Notice how the time-step is reduced at early times, when turbulence is strong, and increases again towards the end of the simulation when turbulence fades.
Visualizing the solution
We'd like to a make a plankton movie. First we load the output file and build a time-series of the buoyancy flux,
using JLD2
file = jldopen(simulation.output_writers[:simple_output].filepath)
iterations = parse.(Int, keys(file["timeseries/t"]))
times = [file["timeseries/t/$iter"] for iter in iterations]
buoyancy_flux_time_series = [buoyancy_flux(0, 0, t, buoyancy_flux_parameters) for t in times]

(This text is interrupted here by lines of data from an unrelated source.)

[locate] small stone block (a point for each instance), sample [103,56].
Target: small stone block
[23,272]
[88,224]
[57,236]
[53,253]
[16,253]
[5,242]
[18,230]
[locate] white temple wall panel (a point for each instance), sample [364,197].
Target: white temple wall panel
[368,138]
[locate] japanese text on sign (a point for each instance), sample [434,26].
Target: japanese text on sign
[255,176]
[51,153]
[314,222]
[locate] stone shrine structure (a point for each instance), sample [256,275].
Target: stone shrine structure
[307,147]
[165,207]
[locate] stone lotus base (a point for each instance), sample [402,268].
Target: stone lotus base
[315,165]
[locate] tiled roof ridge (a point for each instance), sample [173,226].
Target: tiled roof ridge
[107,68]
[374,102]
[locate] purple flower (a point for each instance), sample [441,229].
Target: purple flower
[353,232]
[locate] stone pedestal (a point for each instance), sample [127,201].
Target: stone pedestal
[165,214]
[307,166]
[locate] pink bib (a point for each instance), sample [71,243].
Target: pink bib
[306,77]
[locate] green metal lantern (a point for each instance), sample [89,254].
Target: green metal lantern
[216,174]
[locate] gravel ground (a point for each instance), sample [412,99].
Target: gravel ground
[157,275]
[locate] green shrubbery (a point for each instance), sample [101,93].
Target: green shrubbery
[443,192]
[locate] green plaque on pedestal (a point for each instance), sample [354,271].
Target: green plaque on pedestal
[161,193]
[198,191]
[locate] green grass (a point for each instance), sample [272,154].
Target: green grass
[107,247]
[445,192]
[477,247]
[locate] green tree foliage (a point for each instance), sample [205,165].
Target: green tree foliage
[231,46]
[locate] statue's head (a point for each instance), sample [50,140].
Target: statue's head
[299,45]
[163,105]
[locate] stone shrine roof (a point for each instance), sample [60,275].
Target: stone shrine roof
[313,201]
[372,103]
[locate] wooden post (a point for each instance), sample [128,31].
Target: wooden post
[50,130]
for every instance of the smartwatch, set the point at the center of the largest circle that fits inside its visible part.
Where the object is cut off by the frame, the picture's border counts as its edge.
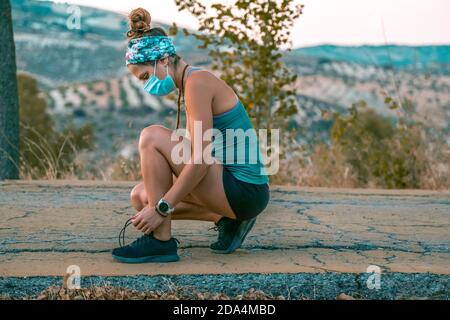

and then we construct the $x, z$ grid,
using Oceananigans.Grids: nodes
xw, yw, zw = nodes(model.velocities.w)
xp, yp, zp = nodes(model.tracers.P)
Finally, we animate plankton mixing and blooming,
using Plots
@info "Making a movie about plankton..."
w_lim = 0 # the maximum(abs(w)) across the whole timeseries
for (i, iteration) in enumerate(iterations)
w = file["timeseries/w/$iteration"][:, 1, :]
global w_lim = maximum([w_lim, maximum(abs.(w))])
end
anim = @animate for (i, iteration) in enumerate(iterations)
@info "Plotting frame $i from iteration $iteration..."
t = file["timeseries/t/$iteration"]
w = file["timeseries/w/$iteration"][:, 1, :]
P = file["timeseries/plankton/$iteration"][:, 1, :]
averaged_P = file["timeseries/averaged_plankton/$iteration"][1, 1, :]
P_min = minimum(P) - 1e-9
P_max = maximum(P) + 1e-9
P_lims = (0.95, 1.1)
w_levels = range(-w_lim, stop=w_lim, length=20)
P_levels = collect(range(P_lims[1], stop=P_lims[2], length=20))
P_lims[1] > P_min && pushfirst!(P_levels, P_min)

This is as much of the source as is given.